I dont know where you are but reverse garbage is in petersham sydney you can get massive blocks of polystyrene there for next to nothing i have also bought an old display case from there which i converted into an enclosure for my beardys they also sometimes have huge sheets of perspex for cheap. great little store and its all recycled so good for the planet too


----------



## BeardyBen (Apr 18, 2006)

> How do you waterproof the waterfall?


funny enough polystyrene is waterproof  heheheh I used house paint and then used a matt finish finishing varnish seemed to work well, I havent got it in any enclosures at the moment cause its a bit big and was a "prototype"


----------



## waruikazi (Apr 18, 2006)

that is a great looking set up!


----------



## SLACkra (Apr 18, 2006)

great setup, just one question, why is there only one image posted!?!?! different angles more zoomed in, maybe an image of the water fall!

andrew


----------



## BeardyBen (Apr 18, 2006)

> great setup, just one question, why is there only one image posted!?!?! different angles more zoomed in, maybe an image of the water fall!

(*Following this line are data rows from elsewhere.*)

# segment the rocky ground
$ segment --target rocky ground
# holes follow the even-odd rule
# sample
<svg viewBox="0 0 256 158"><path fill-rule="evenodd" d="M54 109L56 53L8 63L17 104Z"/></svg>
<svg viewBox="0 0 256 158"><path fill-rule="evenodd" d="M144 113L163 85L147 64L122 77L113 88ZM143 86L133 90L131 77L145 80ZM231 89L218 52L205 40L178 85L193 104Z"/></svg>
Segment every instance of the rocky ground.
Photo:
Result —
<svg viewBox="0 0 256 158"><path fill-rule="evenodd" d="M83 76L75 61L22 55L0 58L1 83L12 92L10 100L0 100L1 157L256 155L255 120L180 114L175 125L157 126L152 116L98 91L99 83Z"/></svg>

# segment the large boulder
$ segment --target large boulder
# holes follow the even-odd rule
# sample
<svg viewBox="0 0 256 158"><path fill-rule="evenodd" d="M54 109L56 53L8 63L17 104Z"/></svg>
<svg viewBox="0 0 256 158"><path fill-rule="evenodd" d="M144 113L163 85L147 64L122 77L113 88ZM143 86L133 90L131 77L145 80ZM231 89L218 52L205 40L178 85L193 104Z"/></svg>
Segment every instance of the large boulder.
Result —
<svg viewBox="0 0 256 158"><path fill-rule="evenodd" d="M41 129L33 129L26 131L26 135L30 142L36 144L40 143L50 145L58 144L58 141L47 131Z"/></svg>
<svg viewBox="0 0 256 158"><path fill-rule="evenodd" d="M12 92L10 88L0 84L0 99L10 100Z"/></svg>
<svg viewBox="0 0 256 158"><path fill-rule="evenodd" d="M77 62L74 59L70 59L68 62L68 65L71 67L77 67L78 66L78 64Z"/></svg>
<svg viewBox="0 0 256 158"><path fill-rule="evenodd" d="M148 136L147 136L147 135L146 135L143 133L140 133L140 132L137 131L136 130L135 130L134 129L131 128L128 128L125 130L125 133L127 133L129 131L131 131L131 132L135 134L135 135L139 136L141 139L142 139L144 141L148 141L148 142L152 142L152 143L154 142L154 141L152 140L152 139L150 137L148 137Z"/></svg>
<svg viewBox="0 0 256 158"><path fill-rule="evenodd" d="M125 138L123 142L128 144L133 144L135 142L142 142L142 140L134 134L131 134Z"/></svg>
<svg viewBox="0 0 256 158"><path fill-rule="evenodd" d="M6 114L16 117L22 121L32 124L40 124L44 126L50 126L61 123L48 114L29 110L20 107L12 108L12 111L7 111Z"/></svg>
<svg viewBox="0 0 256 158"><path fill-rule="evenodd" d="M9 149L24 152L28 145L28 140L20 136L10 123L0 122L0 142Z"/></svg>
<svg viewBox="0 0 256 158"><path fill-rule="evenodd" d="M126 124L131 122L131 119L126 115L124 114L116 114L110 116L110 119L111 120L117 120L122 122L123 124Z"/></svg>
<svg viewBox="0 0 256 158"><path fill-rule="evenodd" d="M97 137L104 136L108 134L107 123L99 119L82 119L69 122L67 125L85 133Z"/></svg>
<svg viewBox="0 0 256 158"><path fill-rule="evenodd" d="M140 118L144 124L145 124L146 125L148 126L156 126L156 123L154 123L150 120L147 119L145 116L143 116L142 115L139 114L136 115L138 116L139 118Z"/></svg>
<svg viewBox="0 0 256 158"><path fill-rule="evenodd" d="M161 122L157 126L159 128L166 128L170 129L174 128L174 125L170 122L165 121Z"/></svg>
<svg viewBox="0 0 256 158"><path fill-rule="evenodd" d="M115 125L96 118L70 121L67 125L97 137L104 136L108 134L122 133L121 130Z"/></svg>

so many demands  would you like a 30 minute documentary as well??  
I will post a few pics tonight when i get home from work, the waterfall isnt in this enclosure. Cheers. Ben


----------



## SLACkra (Apr 18, 2006)

> would you like a 30 minute documentary as well??



damn straight i do! lol. 



> the waterfall isnt in this enclosure



lol no wonder i couldn't see one. which enclosure is it in? imo you've done an amazing job!

andrew


----------



## BeardyBen (Apr 18, 2006)

cheers andrew the waterfall is buried in my garage somewhere i'lkl try and fish it out and take some pics  dont hold ya breath though


----------



## deathinfire (Apr 18, 2006)

that looks awesome!

post a few more pics ben


----------



## peterjohnson64 (Apr 18, 2006)

Forget the 30 minute docco, we want a half day training session.


----------



## BeardyBen (Apr 18, 2006)

ok a couple more pics 

this one was taken about 6 months ago a bit different set up sorry about the pic quality





one more of original pic with better lighting


----------



## BeardyBen (Apr 19, 2006)

I will try to put together a step by step instruction sheet for everyone probably this weekend


----------



## DrOsteo (Apr 19, 2006)

How much will it cost for you to put together a rock ledge / waterfall for me?


----------



## DrOsteo (Apr 19, 2006)

I'll even design it if you like.............? :roll:


----------



## BeardyBen (Apr 19, 2006)

hehehe sorry DrOsteo, If I had more time on my hands I would make them to order but very busy lately. If i change my mind I'll let you know.


----------



## DrOsteo (Apr 19, 2006)

Worth a try.......


----------



## Possum (Apr 20, 2006)

*Wall*

Excellent pics. 

Am instruction guide would be good, if you could also get a Do-It-Yourself doco out by the weekend that would be appreciated also.


----------



## Spike14 (Apr 20, 2006)

lol now youve got me thinking, pugsly u better be getting all this down cause now you know what i want in these tanks :twisted:


----------



## markinaus (Apr 25, 2006)

when you say tile "adhesive" do you mean tile grout or the actual stuff you stick the tiles down with.


----------



## dickyknee (Apr 25, 2006)

markinaus said:


> when you say tile "adhesive" do you mean tile grout or the actual stuff you stick the tiles down with.



I was going to ask the same question as i have read that some poeple use "grout "the joint filler , and some use "adhesive" as in the glue used to stick the down with .
Have also been told you can use " boncrete and colour hardener " .?


----------



## krusty (Apr 25, 2006)

thats one awesome enclosure,well done


----------



## BeardyBen (May 4, 2006)

> markinaus wrote: ?when you say tile "adhesive" do you mean tile grout or the actual stuff you stick the tiles down with.
> 
> 
> I was going to ask the same question as i have read that some poeple use "grout "the joint filler , and some use "adhesive" as in the glue used to stick the down with .
> Have also been told you can use " boncrete and colour hardener " .?



The stuff I use is tile adhesive which is what you stick the tiles down with. seems to work fine to "seal" the polystyrene. I am thinking of making a large enclosure in the next couple of weeks so i'll try and do a step by step for the wall rock ledges. if your real lucky i'll film it as i go and make a little doco


----------



## DrOsteo (May 4, 2006)

that'd be awesome mate. You could then put it in the archives for all to refer to?


----------



## BeardyBen (May 4, 2006)

yeah good idea Doc


----------